Escolhi iniciar esse texto com Bachelard (1996) porque considero imprescindível fazer
referência à noção de obstáculo epistemológico, para refletir sobre meus percursos e
deslocamentos nessa tarefa singularmente complexa de se fazer pesquisa em Ciências Sociais.

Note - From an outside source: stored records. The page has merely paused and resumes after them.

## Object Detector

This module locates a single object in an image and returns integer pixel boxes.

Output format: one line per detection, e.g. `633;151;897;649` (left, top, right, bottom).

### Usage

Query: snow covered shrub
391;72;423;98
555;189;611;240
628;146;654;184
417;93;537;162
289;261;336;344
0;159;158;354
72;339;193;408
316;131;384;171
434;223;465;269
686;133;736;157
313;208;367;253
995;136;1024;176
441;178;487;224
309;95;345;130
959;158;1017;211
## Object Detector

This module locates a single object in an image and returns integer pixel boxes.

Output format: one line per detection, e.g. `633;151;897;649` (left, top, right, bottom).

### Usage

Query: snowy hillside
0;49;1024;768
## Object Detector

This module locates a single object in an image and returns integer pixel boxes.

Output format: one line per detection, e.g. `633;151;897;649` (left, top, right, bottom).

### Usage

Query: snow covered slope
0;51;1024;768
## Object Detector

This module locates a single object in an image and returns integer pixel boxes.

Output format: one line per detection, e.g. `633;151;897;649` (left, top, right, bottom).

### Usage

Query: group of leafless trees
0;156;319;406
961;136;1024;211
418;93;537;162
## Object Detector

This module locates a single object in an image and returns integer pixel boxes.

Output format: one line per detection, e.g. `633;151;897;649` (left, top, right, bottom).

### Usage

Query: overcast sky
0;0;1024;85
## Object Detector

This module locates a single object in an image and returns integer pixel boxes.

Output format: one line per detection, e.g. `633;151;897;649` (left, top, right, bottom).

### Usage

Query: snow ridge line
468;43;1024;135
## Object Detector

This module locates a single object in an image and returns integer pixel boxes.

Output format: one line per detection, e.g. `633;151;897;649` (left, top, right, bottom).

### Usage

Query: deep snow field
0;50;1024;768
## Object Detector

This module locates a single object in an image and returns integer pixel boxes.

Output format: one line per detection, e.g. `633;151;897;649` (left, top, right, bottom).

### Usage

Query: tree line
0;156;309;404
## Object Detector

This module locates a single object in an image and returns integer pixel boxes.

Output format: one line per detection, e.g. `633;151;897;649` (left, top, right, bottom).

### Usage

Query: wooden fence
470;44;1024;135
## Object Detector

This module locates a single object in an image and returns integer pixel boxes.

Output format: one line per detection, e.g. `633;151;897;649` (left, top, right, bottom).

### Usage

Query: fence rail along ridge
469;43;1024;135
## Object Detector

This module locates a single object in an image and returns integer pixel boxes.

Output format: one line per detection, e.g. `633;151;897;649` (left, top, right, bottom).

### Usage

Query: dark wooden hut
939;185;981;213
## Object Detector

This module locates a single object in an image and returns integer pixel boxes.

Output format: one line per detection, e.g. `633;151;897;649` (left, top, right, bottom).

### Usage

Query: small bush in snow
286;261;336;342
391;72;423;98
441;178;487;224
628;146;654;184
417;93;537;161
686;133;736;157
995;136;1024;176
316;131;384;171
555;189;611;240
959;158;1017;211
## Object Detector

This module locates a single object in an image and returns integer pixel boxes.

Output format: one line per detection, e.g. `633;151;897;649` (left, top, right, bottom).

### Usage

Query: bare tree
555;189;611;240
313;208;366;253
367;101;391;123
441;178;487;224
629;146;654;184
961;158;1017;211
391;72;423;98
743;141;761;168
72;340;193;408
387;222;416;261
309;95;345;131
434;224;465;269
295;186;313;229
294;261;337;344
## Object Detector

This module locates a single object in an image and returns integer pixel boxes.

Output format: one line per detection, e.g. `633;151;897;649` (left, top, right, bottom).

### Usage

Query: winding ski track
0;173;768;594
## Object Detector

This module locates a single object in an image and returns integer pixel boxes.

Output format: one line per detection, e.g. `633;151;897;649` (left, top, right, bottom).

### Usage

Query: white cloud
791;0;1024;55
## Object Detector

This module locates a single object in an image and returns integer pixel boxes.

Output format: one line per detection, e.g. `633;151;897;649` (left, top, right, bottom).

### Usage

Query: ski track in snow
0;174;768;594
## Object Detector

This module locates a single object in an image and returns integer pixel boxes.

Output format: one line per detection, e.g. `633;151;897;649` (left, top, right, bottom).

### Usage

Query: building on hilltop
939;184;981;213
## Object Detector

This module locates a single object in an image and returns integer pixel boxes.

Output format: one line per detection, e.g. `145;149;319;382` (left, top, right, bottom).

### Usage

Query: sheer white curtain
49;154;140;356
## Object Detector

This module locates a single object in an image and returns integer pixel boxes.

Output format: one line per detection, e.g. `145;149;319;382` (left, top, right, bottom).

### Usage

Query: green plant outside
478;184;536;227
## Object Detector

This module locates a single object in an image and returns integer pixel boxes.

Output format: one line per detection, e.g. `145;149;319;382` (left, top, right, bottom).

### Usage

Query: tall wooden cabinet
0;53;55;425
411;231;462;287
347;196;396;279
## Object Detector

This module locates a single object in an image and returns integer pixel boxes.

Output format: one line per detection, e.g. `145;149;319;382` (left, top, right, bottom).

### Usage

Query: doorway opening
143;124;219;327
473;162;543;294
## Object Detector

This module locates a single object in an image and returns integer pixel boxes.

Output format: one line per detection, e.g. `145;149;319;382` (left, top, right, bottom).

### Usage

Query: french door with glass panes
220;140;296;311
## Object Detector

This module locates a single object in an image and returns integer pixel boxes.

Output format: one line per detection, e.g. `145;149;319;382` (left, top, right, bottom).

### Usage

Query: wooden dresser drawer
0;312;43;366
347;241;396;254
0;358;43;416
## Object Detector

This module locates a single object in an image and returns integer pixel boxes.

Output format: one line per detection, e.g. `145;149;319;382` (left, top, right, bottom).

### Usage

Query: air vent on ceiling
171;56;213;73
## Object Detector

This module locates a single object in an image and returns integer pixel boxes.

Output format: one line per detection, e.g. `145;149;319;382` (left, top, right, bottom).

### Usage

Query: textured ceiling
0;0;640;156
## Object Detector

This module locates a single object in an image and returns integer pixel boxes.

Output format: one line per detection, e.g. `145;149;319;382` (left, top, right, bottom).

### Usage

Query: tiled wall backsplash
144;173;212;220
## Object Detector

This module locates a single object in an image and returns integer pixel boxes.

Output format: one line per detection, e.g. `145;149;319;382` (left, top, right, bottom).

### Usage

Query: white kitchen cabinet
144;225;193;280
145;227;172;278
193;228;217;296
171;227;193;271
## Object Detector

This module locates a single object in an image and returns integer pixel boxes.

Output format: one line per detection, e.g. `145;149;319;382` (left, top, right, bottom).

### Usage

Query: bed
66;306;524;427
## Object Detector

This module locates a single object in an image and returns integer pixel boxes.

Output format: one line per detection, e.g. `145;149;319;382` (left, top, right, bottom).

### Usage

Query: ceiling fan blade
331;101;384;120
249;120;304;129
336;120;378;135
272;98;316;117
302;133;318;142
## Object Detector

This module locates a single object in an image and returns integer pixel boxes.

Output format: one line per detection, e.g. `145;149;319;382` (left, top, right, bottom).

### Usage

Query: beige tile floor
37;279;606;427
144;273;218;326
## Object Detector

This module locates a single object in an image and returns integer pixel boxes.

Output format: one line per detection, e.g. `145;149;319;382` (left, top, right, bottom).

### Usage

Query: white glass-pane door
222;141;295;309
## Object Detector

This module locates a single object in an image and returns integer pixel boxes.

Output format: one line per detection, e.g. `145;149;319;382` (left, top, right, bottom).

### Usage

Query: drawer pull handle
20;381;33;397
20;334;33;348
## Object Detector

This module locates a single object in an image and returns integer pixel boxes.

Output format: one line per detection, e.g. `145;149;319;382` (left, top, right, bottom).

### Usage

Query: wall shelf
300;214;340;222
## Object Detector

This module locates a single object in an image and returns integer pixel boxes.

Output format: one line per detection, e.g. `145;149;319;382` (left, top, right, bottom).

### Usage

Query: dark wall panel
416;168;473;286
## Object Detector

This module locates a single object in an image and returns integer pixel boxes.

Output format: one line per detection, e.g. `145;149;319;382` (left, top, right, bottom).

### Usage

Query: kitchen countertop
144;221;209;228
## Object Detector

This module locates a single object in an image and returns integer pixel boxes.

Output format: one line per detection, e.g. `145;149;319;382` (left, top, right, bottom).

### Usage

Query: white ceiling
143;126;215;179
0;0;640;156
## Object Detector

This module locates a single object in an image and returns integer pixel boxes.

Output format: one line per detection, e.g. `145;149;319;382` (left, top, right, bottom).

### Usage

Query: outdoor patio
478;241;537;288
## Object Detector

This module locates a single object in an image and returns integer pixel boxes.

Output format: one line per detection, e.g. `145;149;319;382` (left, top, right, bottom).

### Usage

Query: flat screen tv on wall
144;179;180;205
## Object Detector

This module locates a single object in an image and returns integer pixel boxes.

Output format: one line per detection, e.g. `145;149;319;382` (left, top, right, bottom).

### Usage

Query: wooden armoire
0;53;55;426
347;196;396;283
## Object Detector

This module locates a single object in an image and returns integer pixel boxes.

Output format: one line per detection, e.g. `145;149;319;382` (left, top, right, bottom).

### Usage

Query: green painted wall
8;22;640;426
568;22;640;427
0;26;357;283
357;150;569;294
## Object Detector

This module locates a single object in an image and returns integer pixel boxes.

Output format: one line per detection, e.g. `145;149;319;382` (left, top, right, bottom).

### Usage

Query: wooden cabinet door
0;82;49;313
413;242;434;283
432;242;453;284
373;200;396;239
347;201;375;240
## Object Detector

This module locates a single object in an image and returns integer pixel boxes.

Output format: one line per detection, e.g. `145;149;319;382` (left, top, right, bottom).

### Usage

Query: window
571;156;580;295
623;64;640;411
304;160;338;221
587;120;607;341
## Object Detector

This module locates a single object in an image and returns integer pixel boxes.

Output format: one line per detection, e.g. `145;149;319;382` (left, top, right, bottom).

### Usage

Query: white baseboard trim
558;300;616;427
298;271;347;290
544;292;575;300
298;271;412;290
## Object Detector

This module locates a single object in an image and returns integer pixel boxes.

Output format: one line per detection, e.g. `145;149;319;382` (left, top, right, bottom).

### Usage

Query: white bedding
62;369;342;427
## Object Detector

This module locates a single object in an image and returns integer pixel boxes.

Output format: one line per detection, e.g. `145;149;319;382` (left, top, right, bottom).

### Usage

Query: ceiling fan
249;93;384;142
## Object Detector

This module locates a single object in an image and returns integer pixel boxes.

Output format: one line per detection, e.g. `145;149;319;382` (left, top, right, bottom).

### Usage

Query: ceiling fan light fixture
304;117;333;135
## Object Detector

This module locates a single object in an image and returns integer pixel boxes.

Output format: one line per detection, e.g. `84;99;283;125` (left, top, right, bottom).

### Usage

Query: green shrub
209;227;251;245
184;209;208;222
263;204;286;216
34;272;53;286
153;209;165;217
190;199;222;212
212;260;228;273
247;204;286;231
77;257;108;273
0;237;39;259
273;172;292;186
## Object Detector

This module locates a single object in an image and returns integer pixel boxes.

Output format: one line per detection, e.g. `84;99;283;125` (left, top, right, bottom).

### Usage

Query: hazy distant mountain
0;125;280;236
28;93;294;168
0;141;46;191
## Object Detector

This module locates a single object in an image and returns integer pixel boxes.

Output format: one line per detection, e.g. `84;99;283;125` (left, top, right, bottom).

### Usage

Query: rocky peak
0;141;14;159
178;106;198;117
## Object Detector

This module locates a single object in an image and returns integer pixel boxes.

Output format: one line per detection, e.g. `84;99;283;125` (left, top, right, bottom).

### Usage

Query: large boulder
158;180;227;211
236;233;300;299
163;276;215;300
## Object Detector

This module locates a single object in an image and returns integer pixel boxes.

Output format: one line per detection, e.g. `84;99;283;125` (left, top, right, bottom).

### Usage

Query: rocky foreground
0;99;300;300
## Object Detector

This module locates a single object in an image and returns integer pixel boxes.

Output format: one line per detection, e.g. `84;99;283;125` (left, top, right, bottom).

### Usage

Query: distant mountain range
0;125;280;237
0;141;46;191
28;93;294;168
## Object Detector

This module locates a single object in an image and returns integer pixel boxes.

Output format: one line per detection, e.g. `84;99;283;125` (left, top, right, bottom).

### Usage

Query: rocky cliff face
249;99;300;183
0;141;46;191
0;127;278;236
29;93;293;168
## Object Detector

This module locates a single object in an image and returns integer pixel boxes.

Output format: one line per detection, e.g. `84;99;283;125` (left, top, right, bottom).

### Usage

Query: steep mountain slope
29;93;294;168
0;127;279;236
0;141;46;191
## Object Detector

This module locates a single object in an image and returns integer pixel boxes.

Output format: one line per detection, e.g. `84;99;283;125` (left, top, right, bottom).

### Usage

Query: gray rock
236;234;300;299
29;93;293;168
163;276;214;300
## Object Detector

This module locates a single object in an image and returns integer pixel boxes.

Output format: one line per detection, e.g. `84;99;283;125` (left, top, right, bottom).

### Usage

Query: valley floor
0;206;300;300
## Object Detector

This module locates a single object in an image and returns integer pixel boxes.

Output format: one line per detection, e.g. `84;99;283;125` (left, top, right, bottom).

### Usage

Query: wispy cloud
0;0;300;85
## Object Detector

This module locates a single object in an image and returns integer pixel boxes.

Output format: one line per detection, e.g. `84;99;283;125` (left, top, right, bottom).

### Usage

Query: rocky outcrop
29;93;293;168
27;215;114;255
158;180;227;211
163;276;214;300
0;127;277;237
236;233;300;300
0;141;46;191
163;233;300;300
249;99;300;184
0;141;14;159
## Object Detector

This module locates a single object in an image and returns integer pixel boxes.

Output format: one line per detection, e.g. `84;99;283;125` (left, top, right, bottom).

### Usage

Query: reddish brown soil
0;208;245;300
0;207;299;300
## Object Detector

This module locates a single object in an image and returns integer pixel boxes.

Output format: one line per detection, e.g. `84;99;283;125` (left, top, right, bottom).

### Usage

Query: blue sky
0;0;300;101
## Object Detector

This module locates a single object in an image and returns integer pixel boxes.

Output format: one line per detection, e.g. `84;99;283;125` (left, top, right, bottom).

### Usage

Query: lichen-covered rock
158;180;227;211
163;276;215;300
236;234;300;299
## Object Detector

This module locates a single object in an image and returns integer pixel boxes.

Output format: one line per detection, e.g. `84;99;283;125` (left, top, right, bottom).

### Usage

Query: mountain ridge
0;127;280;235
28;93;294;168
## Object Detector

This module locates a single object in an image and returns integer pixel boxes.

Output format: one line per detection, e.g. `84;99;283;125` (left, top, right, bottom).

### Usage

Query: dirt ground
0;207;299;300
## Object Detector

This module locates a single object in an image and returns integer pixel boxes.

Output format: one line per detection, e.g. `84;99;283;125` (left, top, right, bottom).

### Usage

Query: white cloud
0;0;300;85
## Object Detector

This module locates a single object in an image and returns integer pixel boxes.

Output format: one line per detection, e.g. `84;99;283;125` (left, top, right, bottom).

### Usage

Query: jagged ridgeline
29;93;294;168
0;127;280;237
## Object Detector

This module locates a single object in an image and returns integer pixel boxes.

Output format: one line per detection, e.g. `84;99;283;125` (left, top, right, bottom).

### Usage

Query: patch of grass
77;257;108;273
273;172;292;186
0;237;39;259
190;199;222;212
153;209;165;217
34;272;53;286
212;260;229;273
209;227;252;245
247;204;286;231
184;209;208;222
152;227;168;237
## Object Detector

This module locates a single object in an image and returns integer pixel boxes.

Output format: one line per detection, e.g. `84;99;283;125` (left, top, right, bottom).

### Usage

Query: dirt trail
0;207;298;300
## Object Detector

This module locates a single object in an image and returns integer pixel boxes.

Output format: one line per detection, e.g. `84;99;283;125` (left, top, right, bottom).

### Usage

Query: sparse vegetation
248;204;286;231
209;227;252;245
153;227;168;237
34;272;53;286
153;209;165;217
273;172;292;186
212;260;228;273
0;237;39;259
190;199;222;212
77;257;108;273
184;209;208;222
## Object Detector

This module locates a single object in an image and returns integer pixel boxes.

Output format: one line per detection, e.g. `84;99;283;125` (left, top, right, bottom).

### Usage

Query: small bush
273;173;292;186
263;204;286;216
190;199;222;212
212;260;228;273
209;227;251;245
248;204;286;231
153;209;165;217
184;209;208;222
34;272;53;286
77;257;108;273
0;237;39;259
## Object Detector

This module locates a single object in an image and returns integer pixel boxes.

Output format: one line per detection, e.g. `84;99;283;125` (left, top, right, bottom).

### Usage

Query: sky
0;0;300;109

Enquanto nas ciências físicas e naturais os objetos não falam e pode-se identificar de forma
clara uma fronteira entre pesquisador e objeto, nas ciências sociais estes se confundem, por
serem ambos partes da sociedade. Como ressalta Louis Pinto (1998:13) “O sociólogo deve
levar em consideração o fato de que faz parte do mundo social que pretende descrever e
compreender”. É imperioso, para mim, considerar que, no escopo de uma investigação em
Ciências Sociais, existem desafios que impõem ao pesquisador a necessidade de ultrapassar os
pré-construídos. É aqui que retomo a noção de obstáculo epistemológico de Bachelard (1996),
cuja opinião aparece como obstáculo a ser superado pelo pesquisador. Segundo Bachelard
(1996), o pesquisador, ao olhar seu objeto de estudo, pode incorrer no perigo de se deixar
levar pelas primeiras impressões. Nas palavras do autor:
A opinião pensa mal; não pensa, traduz necessidades em conhecimentos. Ao
designar os objetos pela utilidade, ela se impede de conhecê-los. Não se pode
basear nada na opinião: antes de tudo é preciso destruí-la. Ela é o primeiro
obstáculo a ser superado. (BACHELARD, 1996:18)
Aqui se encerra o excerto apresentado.